At first she understood that astonishingly pure wrath – his childhood had been at least as horrific as Harry's, if not more so, and his pain as great – but she gradually came to realise that this was a cheat, a way of ducking the real question. Harry has suffered stroke after stroke, a life so painful Ginny sometimes fears it will swallow him whole – and he has never grown cruel or harsh, never lost faith in people, never wavered. Neville grew up with parents who could not touch or speak to or even know their son, and a grandmother who finds him a poor replacement, and he has the kindest heart of anyone Ginny knows. And she herself had her soul poisoned, her trust in everything shattered, and she has never felt that lust for destruction, for pain, that blazed in Tom Riddle.

She hates him for making her think this way. She hates that any unknown, dark-haired boy can make her start. She hates that he bestowed such clarity of vision on her – that she can no longer retreat behind comfortable walls of thought. She hates him, she hates him, and she can't even tell him! He doesn't exist, except as a shadow, a mocking voice in her mind – that part of her that can see the self-interest, the hypocrisy in every action. That part that is now, in the words of Charlie, "more cynical than any fifteen year old has a right to be."

She still wakes up in the night, heart pounding, tears streaming down her face, her hands scrabbling desperately for a light, for proof that he isn't lurking in some corner. It doesn't happen often, thank God, but that it happens at all is enough. She can't think of the Voldemort with the same blind hatred she sees around her – and she wishes she could. It seems almost immoral to wrestle with such confusing dualisms about someone who has caused such extravagant pain.

Ginny read once that 'a kiss from a man dying is often a kiss of death,' and she thinks of herself whenever the phrase comes to mind. He kissed her, hard, in the Chamber, sucking out her energy as intimately as possible (a secret she has told no one, though she has occasionally wondered if Harry knows.) She sometimes thinks that he must have bequeathed some wisp of his darkness to her, a last mocking gift.

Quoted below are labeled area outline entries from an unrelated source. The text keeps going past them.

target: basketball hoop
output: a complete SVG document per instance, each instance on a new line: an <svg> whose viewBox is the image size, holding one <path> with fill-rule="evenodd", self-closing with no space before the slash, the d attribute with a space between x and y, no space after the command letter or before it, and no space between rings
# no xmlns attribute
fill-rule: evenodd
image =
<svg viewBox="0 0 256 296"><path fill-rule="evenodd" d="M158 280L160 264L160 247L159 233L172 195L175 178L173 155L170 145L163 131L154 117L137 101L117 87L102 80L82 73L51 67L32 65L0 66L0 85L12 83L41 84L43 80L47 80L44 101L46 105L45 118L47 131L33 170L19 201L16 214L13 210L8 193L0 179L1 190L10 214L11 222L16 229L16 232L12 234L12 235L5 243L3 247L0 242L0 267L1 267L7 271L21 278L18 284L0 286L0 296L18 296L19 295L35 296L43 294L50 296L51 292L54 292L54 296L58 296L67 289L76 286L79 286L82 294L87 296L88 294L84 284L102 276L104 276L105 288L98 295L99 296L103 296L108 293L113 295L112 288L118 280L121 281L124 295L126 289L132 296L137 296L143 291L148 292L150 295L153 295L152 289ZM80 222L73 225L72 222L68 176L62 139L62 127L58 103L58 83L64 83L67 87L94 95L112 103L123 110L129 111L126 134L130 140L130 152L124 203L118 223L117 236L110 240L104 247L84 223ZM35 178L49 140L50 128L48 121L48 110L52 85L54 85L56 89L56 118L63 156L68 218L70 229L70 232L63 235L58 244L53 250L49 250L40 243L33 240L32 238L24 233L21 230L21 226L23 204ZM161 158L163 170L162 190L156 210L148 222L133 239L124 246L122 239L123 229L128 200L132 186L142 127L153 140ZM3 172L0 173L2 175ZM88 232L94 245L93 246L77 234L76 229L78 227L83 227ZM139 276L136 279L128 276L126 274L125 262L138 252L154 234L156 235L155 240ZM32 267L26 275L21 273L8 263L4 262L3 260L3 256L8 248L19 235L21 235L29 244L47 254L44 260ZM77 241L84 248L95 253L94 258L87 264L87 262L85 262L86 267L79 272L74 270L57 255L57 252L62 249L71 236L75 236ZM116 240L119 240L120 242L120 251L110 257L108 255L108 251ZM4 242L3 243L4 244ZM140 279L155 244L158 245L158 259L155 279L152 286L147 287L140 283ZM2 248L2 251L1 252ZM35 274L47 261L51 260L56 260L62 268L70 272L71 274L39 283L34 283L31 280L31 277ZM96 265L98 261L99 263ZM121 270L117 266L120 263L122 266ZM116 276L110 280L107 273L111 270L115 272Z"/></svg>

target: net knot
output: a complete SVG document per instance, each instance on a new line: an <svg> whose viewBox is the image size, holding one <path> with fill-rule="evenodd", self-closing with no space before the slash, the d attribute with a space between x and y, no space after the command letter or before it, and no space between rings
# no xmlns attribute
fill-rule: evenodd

But Harry saved her – a though that always comes to her rescue when she's feeling low. He beat back the wraith, continues to beat it, and Ginny sometimes thinks this is why she loves him so much. He doesn't know what he did for her, doesn't know that his determination to not only do good, but be good, has been something of a rock for her faith. He's the best person she knows, and he too is everything good, from handsome to good company to kind and true. And Tom Riddle has given her the chance to help Harry – she knows when he's lying, knows how to judge him now, and this is from the canniness she imbibed as his unwitting disciple.

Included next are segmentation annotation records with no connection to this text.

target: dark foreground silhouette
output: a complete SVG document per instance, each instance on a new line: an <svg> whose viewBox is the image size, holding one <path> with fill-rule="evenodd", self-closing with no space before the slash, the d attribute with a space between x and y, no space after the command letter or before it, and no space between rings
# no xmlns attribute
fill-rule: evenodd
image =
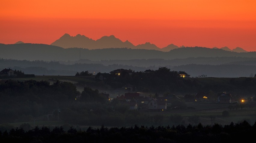
<svg viewBox="0 0 256 143"><path fill-rule="evenodd" d="M256 122L251 126L245 120L222 126L215 124L203 126L200 123L187 127L150 127L135 125L134 127L112 127L103 125L100 128L89 127L87 130L71 127L67 131L62 126L52 130L46 127L25 131L22 128L9 132L0 131L2 142L254 142Z"/></svg>

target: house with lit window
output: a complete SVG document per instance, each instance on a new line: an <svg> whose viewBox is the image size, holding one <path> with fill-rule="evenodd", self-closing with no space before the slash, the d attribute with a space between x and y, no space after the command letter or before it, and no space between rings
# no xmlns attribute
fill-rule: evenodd
<svg viewBox="0 0 256 143"><path fill-rule="evenodd" d="M232 96L230 93L224 92L218 95L218 102L220 103L230 103L232 101Z"/></svg>
<svg viewBox="0 0 256 143"><path fill-rule="evenodd" d="M9 69L5 69L3 70L0 71L0 76L16 76L14 74L14 71L9 68Z"/></svg>
<svg viewBox="0 0 256 143"><path fill-rule="evenodd" d="M195 101L199 102L209 102L208 96L208 95L204 92L198 92L195 96Z"/></svg>
<svg viewBox="0 0 256 143"><path fill-rule="evenodd" d="M188 78L190 76L190 75L185 73L184 71L180 71L178 72L178 73L181 77L183 78Z"/></svg>
<svg viewBox="0 0 256 143"><path fill-rule="evenodd" d="M133 71L127 70L120 69L111 71L109 73L110 73L110 74L120 76L122 74L125 74L126 73L128 73L130 75L131 75L133 73Z"/></svg>
<svg viewBox="0 0 256 143"><path fill-rule="evenodd" d="M167 102L166 100L158 100L152 98L148 103L148 107L151 110L165 110L167 109Z"/></svg>

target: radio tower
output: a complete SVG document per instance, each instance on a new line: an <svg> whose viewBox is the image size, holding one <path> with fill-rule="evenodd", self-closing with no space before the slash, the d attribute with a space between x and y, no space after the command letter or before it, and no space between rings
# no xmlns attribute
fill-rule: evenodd
<svg viewBox="0 0 256 143"><path fill-rule="evenodd" d="M80 50L80 51L79 52L79 60L80 61L80 60L81 59L81 49Z"/></svg>

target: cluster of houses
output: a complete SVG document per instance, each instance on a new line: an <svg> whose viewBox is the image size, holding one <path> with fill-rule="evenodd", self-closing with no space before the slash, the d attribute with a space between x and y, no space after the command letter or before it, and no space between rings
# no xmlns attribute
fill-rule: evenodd
<svg viewBox="0 0 256 143"><path fill-rule="evenodd" d="M164 111L170 107L174 108L178 107L172 107L172 102L180 102L181 99L174 94L169 95L166 97L158 97L155 98L151 96L145 96L138 93L125 93L124 95L118 95L116 98L111 99L109 94L105 93L100 93L104 95L109 102L117 100L121 103L126 104L131 110L138 110L146 109L153 111ZM199 92L190 101L197 102L210 102L207 94L204 92ZM252 101L255 100L255 96L251 98ZM230 93L224 92L218 94L217 102L221 104L229 104L237 102L237 100L232 99Z"/></svg>

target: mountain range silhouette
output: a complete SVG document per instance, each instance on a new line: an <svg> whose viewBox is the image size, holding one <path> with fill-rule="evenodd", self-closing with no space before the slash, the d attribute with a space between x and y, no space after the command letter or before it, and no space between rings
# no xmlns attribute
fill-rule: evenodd
<svg viewBox="0 0 256 143"><path fill-rule="evenodd" d="M169 52L175 49L185 47L183 45L179 47L172 44L165 47L160 48L154 44L149 42L135 46L128 40L123 42L112 35L109 36L104 36L100 39L95 40L84 35L78 34L73 36L67 33L64 34L50 45L64 48L77 47L92 50L111 48L127 48L132 49L154 50L163 52ZM218 48L216 47L213 48ZM237 53L248 52L239 47L237 47L232 50L227 47L220 49L226 51Z"/></svg>

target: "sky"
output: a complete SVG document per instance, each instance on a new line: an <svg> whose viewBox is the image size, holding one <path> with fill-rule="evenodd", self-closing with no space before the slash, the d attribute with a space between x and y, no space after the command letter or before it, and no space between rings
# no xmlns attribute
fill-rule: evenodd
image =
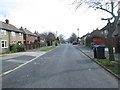
<svg viewBox="0 0 120 90"><path fill-rule="evenodd" d="M0 21L27 28L31 32L53 32L69 38L72 33L83 36L106 25L107 13L81 7L77 11L73 0L0 0Z"/></svg>

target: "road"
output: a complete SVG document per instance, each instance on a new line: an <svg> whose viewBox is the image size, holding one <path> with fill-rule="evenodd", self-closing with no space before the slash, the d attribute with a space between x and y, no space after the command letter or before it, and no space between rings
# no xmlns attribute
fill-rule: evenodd
<svg viewBox="0 0 120 90"><path fill-rule="evenodd" d="M3 88L118 88L118 81L66 44L2 78Z"/></svg>

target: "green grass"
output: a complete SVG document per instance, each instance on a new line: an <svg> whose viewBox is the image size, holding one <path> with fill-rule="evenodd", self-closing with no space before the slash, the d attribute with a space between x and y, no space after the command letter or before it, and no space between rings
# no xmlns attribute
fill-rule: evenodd
<svg viewBox="0 0 120 90"><path fill-rule="evenodd" d="M102 65L104 65L107 69L109 69L110 71L112 71L113 73L117 74L118 76L120 76L120 63L118 62L113 62L113 61L109 61L107 59L100 59L97 62L101 63Z"/></svg>
<svg viewBox="0 0 120 90"><path fill-rule="evenodd" d="M43 50L40 50L40 51L49 51L49 50L52 50L54 48L56 48L56 47L50 47L50 48L46 48L46 49L43 49Z"/></svg>

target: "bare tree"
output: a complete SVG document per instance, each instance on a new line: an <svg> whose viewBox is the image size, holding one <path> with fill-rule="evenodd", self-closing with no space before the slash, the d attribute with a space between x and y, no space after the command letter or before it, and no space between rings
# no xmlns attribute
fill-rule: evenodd
<svg viewBox="0 0 120 90"><path fill-rule="evenodd" d="M45 32L44 33L44 38L47 42L47 45L50 46L53 44L53 41L55 40L55 34L52 32Z"/></svg>
<svg viewBox="0 0 120 90"><path fill-rule="evenodd" d="M64 41L64 35L60 34L59 35L59 40L63 42Z"/></svg>
<svg viewBox="0 0 120 90"><path fill-rule="evenodd" d="M72 33L70 38L69 38L69 41L72 43L73 41L77 41L77 35L75 33Z"/></svg>
<svg viewBox="0 0 120 90"><path fill-rule="evenodd" d="M93 8L95 10L99 9L104 12L107 12L111 15L109 18L102 18L102 20L107 20L107 30L108 30L108 50L109 50L109 60L114 59L113 53L113 43L112 43L112 34L117 29L118 20L120 17L120 10L118 9L117 15L115 15L115 8L120 3L119 0L74 0L72 3L76 5L76 9L80 8L82 5L87 5L88 8Z"/></svg>

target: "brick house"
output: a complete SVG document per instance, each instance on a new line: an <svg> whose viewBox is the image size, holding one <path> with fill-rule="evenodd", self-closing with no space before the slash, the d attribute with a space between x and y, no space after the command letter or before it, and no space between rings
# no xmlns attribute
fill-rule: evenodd
<svg viewBox="0 0 120 90"><path fill-rule="evenodd" d="M26 49L33 49L34 42L38 39L37 35L29 31L27 28L24 29L21 27L19 30L21 30L24 33L23 38Z"/></svg>
<svg viewBox="0 0 120 90"><path fill-rule="evenodd" d="M38 41L39 41L39 42L45 42L45 41L46 41L46 40L45 40L45 35L44 35L44 34L40 34L40 33L36 32L36 31L35 31L34 34L37 35Z"/></svg>
<svg viewBox="0 0 120 90"><path fill-rule="evenodd" d="M9 24L9 20L0 21L0 53L8 52L13 45L23 44L23 32Z"/></svg>

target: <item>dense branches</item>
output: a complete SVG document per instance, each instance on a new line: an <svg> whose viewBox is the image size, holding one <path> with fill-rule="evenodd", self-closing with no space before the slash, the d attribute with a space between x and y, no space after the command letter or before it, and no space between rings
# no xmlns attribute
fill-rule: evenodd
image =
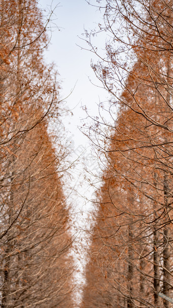
<svg viewBox="0 0 173 308"><path fill-rule="evenodd" d="M106 3L100 28L111 38L93 68L118 113L110 134L93 129L107 163L86 266L99 288L86 269L83 306L98 306L92 286L108 306L169 307L158 294L171 297L173 283L172 3Z"/></svg>

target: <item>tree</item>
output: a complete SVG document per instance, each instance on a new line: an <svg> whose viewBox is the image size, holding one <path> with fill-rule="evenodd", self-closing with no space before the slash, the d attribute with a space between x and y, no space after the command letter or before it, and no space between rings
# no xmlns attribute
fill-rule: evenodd
<svg viewBox="0 0 173 308"><path fill-rule="evenodd" d="M112 306L116 299L116 306L162 307L158 293L171 296L172 285L172 3L108 1L104 16L100 30L111 37L107 58L93 67L118 111L110 133L92 129L96 140L103 136L105 144L101 146L107 171L101 190L106 185L108 201L102 194L98 202L105 203L99 216L109 220L103 225L97 220L93 232L102 228L103 244L95 248L100 270L106 247L106 268L119 265L106 279L114 290ZM87 276L86 281L90 286ZM169 307L168 302L163 305Z"/></svg>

She thinks of it less and less as time goes by – she is not, she refuses to be a _victim_, clinging to a hero for the rest of her days. That kind of dependency was what began the whole mess in the first place, and Ginny can't imagine going back to it – seeing the world as a fairy tale. The potential for that kind of naivety just doesn't exist in her any more – but she doesn't have to give into despair. She will play Quidditch, she will giggle with Hermione and watch Harry under her eyelashes, and long for a better partner in Charms and enjoy Hogsmeade, and that will be her victory. She wants to live.

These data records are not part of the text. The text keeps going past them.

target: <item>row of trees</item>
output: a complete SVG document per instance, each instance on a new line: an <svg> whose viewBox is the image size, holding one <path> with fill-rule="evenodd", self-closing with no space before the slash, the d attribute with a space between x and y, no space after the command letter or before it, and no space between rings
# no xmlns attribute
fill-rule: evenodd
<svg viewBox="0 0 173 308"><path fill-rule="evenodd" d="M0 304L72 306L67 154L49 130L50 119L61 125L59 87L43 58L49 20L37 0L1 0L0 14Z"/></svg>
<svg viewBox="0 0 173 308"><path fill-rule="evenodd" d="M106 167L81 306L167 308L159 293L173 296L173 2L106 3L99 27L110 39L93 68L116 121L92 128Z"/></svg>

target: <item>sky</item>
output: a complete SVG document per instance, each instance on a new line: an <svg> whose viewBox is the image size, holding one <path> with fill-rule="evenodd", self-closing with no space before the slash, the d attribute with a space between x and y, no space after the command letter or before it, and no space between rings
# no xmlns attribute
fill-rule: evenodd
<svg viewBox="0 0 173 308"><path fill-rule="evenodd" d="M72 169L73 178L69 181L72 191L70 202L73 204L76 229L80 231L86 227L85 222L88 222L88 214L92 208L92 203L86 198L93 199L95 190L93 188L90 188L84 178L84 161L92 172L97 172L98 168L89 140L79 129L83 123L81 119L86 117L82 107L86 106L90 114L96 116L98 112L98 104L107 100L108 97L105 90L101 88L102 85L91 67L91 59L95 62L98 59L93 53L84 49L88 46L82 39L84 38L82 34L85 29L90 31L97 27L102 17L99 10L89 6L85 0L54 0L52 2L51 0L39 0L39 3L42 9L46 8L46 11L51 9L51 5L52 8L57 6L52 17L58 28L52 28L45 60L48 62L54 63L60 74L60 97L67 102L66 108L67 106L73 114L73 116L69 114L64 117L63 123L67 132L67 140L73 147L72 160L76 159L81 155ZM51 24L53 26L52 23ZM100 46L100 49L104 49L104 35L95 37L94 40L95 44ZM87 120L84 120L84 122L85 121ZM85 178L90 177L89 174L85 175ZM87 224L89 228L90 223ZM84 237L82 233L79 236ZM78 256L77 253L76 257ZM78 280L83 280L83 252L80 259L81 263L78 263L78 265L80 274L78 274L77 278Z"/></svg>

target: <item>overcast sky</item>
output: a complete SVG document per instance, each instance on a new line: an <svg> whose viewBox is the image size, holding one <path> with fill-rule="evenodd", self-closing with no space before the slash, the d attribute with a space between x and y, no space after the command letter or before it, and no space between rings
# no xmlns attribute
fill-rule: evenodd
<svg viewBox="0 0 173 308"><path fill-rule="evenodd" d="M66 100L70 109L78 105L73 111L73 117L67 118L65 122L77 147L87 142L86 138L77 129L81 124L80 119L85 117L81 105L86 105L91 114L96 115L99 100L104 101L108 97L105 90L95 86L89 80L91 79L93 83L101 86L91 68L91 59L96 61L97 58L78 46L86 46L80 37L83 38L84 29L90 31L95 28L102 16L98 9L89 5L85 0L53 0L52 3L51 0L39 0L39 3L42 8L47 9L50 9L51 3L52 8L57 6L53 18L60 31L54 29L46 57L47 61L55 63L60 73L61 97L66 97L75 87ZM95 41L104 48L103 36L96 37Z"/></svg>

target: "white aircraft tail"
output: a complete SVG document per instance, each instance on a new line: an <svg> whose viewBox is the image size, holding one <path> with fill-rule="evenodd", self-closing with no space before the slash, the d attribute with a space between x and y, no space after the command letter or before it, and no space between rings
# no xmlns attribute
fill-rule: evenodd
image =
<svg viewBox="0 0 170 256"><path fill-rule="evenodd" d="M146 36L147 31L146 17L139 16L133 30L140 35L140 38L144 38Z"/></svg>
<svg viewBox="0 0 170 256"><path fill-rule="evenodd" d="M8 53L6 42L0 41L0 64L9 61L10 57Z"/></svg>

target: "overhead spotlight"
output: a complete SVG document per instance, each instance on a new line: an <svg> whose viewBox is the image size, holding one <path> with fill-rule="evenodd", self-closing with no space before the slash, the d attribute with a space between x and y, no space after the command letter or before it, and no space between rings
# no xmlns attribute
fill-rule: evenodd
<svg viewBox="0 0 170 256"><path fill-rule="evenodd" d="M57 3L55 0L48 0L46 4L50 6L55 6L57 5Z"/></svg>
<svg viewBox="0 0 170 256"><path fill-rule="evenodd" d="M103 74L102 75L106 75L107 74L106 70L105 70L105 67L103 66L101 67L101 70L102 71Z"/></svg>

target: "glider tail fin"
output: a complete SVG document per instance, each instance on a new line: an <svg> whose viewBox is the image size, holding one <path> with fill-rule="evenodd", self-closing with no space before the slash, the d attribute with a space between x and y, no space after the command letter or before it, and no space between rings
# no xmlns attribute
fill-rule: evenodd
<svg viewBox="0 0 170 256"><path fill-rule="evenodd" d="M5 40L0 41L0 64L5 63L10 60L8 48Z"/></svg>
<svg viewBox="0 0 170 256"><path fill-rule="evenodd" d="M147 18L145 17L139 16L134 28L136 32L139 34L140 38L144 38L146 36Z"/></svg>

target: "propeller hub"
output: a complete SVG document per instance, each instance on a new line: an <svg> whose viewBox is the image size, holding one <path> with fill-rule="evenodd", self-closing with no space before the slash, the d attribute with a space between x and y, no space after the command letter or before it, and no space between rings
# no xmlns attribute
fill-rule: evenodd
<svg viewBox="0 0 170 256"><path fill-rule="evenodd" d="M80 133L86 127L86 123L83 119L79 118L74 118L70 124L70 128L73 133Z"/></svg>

It's just that, ever so rarely, when she looks at Harry, she can't help a pang, that Riddle could perhaps have been just such a one – if only he'd had the courage.

Author's Note

This fic resulted from surveying Tom Riddle/Ginny fanfic, and attempting to get my head around it. While I think most of it springs from the fact that Tom Riddle (in the films) was extremely good-looking, there are aspects of the 'ship that interest me – the questions of power and morality, etc. I'm not sure if that'll be any help in understanding this story (it's a weird little fic whatever way you look at it) but I thought it might just possibly be illuminating, so I thought I'd point it out.